Monday, May 11, 2009

“The problem with a head injury: We can’t fix it.”

Chris Carlsson, one of the founders of Critical Mass, is considered an intellectual by the bike people, though it's hard to see why. In the land of the blind, the one-eyed is king, I suppose. Carlsson sneers at the idea of wearing a helmet while riding his bike.

Most bicycle accidents cause injury that a helmet cannot help, but still many cyclists share the mass media bias that says "if you’re not wearing a helmet, you have given up your rights to complain about an accident or the injuries you may have received." I find this absurd and offensive.

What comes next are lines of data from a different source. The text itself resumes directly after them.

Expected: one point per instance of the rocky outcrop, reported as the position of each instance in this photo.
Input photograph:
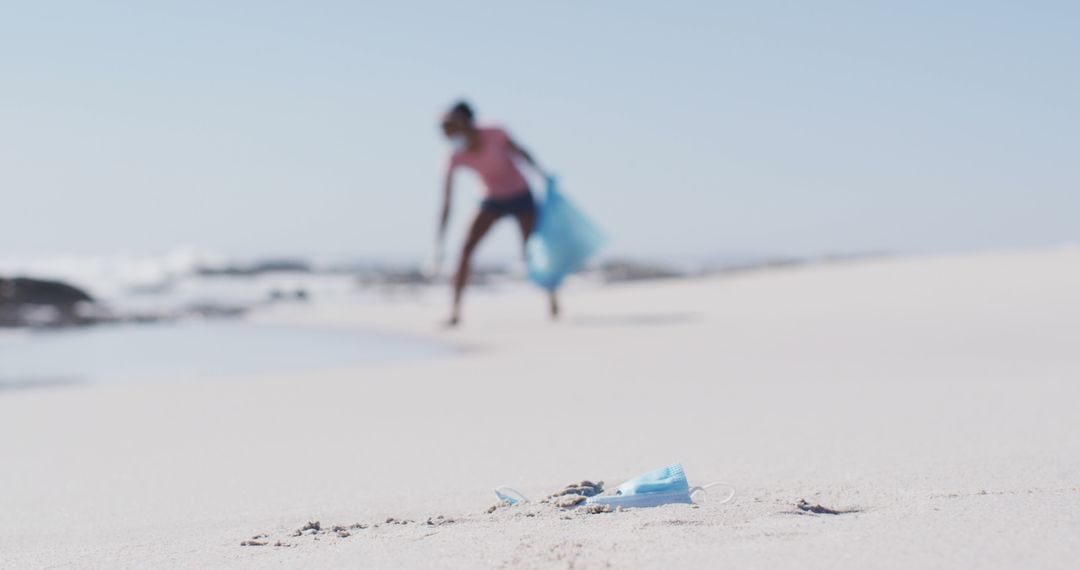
(27, 301)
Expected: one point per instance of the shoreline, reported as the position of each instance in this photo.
(932, 394)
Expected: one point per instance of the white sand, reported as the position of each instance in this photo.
(937, 395)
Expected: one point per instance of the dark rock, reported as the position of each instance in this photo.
(27, 301)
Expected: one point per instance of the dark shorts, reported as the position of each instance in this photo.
(510, 206)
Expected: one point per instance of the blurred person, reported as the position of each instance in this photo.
(491, 154)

I've never seen any statement in the media, mass or otherwise, like the one he puts in quotes. Seems like Carlsson won't wear a helmet until the country's "hostile road structure" is a thing of the past, which means never:

It’s not a moral imperative to buy a commodity that offers meager protection in order to be critical of a ridiculously hostile road structure. You don’t deserve to die, or even suffer injury, just because you refuse the "common-sense Consumer Duty" to buy and wear a helmet. Road engineering today guarantees serious accidents between bikes and cars, and of course, cars and cars.

No, of course you don't "deserve" to die just because you aren't wearing a helmet while cycling, but not wearing one makes it more likely that you will. And it's not "a moral imperative," either. It just seems prudent. Carlsson then backs off a little:

You may survive a slightly higher percentage of these predictable and designed "accidents" wearing a helmet, but you are reproducing an insidious logic when you criticize bare-headed cyclists. It is terribly false to place the onus for traffic safety on the individual vehicle driver, whether car or bike. The system is designed in such a way that it is entirely predictable that many thousands of people will die in the "normal" course of events on America’s roadways. Cyclists who ride without helmets do not thereby deserve the fate handed out by the unforgiving streets of America.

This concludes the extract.